À Istanbul, la police, qui encercle les manifestants et les filme, a exigé lors de plusieurs rassemblements ces derniers jours de voir leurs visages pour les laisser passer, a constaté l'AFP.
Plusieurs manifestants, qui dissimulaient leurs visages de peur d'être identifiés par la police, ont été embarqués devant les journalistes.
Face à la réponse policière, des groupes d'étudiants maintiennent leurs appels au boycott des cours, parfois sous la menace d'être expulsés par leur établissement.
Le ministre de la Justice Yilmaz Tunç a justifié la vague d'arrestations par "la violence" dont ont fait preuve, selon lui, les personnes arrêtées.
Dans l'enquête pour corruption qui vaut au maire et à plusieurs dizaines d'autres personnes d'être emprisonnées, le président Recep Tayyip Erdogan a annoncé que "d'autres gros radis (allaient) sortir du sac", laissant présager de nouvelles enquêtes et de nouvelles arrestations.

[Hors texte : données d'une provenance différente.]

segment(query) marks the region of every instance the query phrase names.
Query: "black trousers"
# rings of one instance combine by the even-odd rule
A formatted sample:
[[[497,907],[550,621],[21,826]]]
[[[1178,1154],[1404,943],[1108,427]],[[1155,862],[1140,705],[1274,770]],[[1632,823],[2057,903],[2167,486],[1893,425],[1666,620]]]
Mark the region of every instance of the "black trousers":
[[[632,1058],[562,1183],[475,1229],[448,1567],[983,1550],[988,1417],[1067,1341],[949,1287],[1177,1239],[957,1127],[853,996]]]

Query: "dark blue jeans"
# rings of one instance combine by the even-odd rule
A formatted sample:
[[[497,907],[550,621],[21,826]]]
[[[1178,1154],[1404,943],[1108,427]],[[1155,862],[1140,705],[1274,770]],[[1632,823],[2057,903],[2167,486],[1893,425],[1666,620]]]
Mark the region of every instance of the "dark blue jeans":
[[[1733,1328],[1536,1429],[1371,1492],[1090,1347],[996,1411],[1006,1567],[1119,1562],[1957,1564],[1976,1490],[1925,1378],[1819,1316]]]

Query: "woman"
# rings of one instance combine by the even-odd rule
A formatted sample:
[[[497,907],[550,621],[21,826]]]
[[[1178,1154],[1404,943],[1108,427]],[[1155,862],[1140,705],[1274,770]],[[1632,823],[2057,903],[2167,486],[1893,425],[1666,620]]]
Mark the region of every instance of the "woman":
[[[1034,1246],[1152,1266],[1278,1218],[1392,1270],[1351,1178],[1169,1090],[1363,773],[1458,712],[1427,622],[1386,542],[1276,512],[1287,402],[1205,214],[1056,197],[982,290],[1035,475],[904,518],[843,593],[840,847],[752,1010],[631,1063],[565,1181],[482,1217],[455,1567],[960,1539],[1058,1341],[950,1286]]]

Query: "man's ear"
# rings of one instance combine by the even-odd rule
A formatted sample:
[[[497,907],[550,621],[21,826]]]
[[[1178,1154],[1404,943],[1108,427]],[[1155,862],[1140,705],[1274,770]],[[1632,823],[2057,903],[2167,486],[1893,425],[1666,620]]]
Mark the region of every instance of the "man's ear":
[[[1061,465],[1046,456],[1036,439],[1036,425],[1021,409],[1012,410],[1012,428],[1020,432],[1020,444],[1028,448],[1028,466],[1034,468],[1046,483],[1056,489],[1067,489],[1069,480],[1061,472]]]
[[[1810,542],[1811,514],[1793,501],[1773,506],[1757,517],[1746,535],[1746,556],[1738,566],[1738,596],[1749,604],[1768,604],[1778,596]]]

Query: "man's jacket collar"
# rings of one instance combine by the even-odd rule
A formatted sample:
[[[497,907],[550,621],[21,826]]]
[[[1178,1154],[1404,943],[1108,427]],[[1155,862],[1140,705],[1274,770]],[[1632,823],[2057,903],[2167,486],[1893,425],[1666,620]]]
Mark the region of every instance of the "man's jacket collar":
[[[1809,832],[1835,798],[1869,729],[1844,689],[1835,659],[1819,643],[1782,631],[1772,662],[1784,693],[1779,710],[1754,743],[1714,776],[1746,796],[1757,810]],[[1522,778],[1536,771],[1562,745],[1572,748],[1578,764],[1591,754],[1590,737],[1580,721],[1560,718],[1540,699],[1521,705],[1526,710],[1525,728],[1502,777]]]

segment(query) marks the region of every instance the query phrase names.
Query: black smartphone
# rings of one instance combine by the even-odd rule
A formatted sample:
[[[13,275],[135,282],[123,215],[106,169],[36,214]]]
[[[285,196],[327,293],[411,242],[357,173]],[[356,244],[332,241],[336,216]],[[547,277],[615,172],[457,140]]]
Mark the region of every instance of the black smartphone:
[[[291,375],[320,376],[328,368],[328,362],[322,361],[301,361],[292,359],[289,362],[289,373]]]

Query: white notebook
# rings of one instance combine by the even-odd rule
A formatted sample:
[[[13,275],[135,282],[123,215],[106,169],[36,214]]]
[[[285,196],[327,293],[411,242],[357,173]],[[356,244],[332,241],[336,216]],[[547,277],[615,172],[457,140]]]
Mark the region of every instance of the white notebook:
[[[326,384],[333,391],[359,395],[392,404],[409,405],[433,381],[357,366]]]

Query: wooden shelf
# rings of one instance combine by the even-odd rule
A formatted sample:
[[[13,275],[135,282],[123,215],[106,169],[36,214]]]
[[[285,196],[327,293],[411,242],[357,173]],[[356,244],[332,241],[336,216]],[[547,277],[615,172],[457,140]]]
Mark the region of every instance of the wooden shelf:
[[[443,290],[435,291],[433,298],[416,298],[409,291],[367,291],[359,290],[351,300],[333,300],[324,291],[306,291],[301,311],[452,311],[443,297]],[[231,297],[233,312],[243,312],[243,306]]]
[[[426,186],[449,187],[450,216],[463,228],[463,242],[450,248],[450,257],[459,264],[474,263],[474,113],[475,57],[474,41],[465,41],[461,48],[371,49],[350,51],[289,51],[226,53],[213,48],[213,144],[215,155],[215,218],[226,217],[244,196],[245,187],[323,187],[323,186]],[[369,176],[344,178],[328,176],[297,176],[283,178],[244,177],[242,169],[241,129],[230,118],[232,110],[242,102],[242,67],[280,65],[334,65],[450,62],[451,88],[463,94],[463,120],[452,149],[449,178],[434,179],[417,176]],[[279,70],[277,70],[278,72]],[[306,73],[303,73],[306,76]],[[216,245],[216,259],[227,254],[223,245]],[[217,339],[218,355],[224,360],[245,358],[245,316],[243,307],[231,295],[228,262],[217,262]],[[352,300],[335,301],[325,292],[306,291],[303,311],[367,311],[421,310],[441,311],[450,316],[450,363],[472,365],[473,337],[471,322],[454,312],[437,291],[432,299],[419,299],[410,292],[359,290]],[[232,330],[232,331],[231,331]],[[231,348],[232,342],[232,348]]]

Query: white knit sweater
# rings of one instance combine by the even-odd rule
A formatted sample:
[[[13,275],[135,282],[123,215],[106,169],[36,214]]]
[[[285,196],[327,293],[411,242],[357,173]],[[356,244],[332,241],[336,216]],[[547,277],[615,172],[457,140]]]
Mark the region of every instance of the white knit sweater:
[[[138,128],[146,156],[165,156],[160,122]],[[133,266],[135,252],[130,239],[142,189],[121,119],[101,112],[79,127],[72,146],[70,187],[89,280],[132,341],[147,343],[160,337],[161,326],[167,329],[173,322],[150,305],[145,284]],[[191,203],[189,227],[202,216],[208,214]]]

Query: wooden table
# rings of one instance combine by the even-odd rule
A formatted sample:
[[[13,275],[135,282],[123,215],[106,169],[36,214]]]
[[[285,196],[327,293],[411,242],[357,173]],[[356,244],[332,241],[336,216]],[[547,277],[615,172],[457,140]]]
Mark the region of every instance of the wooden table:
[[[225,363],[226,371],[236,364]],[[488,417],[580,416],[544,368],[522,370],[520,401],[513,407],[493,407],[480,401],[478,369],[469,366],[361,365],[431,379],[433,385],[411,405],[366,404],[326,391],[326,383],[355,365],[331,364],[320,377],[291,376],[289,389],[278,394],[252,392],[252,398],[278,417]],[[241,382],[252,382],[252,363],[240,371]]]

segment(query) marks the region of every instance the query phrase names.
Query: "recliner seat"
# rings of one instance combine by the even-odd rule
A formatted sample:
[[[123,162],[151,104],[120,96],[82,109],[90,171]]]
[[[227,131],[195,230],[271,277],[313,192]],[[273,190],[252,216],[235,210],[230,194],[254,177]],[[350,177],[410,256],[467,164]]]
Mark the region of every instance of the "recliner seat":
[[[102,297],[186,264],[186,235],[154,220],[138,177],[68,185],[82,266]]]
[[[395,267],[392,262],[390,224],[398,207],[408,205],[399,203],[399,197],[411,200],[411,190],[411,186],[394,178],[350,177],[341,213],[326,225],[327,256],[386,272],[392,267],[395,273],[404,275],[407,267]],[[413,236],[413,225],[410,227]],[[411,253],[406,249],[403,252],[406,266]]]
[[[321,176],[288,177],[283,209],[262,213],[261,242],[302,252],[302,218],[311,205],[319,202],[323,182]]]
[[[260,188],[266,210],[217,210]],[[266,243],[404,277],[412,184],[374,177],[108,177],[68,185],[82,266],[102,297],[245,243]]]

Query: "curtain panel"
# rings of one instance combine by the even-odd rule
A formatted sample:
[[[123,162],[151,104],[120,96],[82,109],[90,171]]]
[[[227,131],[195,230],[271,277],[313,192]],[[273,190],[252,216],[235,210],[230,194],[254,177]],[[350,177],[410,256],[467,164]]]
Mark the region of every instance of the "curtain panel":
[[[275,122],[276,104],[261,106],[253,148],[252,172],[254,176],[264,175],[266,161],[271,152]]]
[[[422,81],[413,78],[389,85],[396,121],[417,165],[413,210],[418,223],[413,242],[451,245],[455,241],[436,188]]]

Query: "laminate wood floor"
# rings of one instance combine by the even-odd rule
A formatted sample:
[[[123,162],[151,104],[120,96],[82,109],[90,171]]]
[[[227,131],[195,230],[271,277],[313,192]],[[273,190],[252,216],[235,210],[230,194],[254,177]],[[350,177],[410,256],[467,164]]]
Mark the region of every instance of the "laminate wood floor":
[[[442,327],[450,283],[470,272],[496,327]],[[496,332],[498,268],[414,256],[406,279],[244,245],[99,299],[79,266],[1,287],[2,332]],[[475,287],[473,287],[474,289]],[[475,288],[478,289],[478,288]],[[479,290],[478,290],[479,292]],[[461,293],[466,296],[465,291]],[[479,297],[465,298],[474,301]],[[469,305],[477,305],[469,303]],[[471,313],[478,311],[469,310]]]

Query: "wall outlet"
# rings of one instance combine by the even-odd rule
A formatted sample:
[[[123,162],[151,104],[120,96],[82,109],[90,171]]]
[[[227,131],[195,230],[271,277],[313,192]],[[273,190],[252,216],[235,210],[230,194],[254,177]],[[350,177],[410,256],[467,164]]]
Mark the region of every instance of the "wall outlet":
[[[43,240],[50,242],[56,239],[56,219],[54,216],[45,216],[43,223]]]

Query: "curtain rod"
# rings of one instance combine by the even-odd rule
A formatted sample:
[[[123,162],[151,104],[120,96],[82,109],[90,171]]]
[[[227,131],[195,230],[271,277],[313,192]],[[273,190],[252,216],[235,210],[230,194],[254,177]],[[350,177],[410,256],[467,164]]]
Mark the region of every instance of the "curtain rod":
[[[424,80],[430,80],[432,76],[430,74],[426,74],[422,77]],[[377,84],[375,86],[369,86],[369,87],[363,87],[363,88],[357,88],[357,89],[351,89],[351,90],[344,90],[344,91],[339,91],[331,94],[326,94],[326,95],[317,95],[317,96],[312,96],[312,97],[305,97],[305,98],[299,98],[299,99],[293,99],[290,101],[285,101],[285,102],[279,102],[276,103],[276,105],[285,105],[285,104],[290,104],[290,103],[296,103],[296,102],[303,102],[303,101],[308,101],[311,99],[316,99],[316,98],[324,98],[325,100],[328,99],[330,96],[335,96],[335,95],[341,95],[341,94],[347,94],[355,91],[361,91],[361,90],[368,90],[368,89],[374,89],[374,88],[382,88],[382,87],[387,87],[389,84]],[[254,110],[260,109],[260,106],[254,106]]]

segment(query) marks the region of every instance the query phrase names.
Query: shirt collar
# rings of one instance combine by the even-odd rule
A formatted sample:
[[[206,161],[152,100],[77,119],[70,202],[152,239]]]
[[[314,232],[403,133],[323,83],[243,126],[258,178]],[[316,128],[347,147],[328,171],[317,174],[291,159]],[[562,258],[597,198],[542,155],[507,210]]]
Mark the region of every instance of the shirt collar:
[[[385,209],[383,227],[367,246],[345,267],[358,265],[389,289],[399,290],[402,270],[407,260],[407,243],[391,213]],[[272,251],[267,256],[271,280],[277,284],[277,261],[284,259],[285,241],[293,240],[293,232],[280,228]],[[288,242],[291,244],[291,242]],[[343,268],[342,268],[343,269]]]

Mais les autorités ciblent toutes les voix qu'elles jugent critiques: le Haut conseil turc de l'audiovisuel a imposé jeudi dix jours d'interruption de programmes à Sözcü TV, une chaîne proche de l'opposition, pour "incitation à la haine et à l'hostilité", annonçant en avoir sanctionné trois autres.
Les autorités ont également expulsé jeudi un journaliste de la BBC, Mark Lowen, venu couvrir les manifestations dans le pays.